L’idéal, c’est d’avoir la tablette à la verticale devant soi. De manière à poursuivre la surveillance extérieure plus rapidement après consultation ou manipulation de la tablette. Les tous derniers avions et ULM ont prévu un emplacement au tableau de bord, mais sur un avion vieux de plus de 2 ans, il n’y a guère de place que sur la cuisse, celle où on n’a pas fixé la planchette de vol… 
Avec l’iPad mini, petit et léger,  tout change : on peut envisager de le fixer au pare-brise via ventouse, au volant central, ou au tableau de bord.
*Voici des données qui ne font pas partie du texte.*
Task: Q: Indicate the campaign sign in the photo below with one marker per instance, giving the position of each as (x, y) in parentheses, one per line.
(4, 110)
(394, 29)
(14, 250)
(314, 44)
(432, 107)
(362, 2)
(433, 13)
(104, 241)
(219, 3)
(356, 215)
Attention toutefois aux vibrations du moteur qui risquent de rendre l’écran illisible. Et attention de ne pas masquer un instrument de contrôle de vol ou moteur. Et de l’éloigner suffisamment du compas magnétique.
Pour la fixation sur la cuisse d’une tablette 10″, dans un cockpit à manche central, évitez absolument un support plus large que la tablette. Préférez la sangle avec 2 crochets, beaucoup moins encombrante, et permettant une meilleur dissipation de la chaleur. Les planchettes avec rabat pour le log de nav sont séduisantes mais peu pratiques à l’usage, même avec les avions à volant. Là encore, le format IPad mini fait apparaître des produits plus pratiques.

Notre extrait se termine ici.